The Physics of Bounce
Every bouncing character, swaying chain, and wobbly jelly in a video game is powered by Hooke's Law: F = -kx. Springs are the most fundamental building block of animation physics because they produce natural-looking oscillatory motion with just two parameters — stiffness and damping. Chain multiple springs together and you get ropes, hair, and soft bodies.
Why Verlet Beats Euler
The naive approach to simulating physics — Euler integration — accumulates energy errors that cause springs to explode. Verlet integration, published by Luc Verlet in 1967 for molecular dynamics, computes the next position directly from the current and previous positions.
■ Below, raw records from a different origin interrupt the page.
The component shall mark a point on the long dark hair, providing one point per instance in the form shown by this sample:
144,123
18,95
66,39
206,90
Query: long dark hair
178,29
This symplectic property conserves energy over long simulations, making it the backbone of physics engines from Hitman to Tomb Raider.
Damping and Energy Dissipation
Real springs lose energy to friction and air resistance. In simulation, damping is modeled by multiplying velocity by a factor slightly less than 1 each frame. The damping coefficient controls how quickly oscillations decay: low damping gives bouncy, playful motion; high damping gives heavy, sluggish movement. Finding the right damping is often the difference between animation that feels alive and animation that feels dead.
From Single Springs to Complex Systems
A single spring-mass pair oscillates predictably. But connect dozens of springs in grids, chains, or meshes and complex emergent behavior appears — waves propagate, nodes resonate, and the system develops a personality of its own. This is how cloth, jelly, and soft-body simulations work: simple local rules producing globally convincing deformation.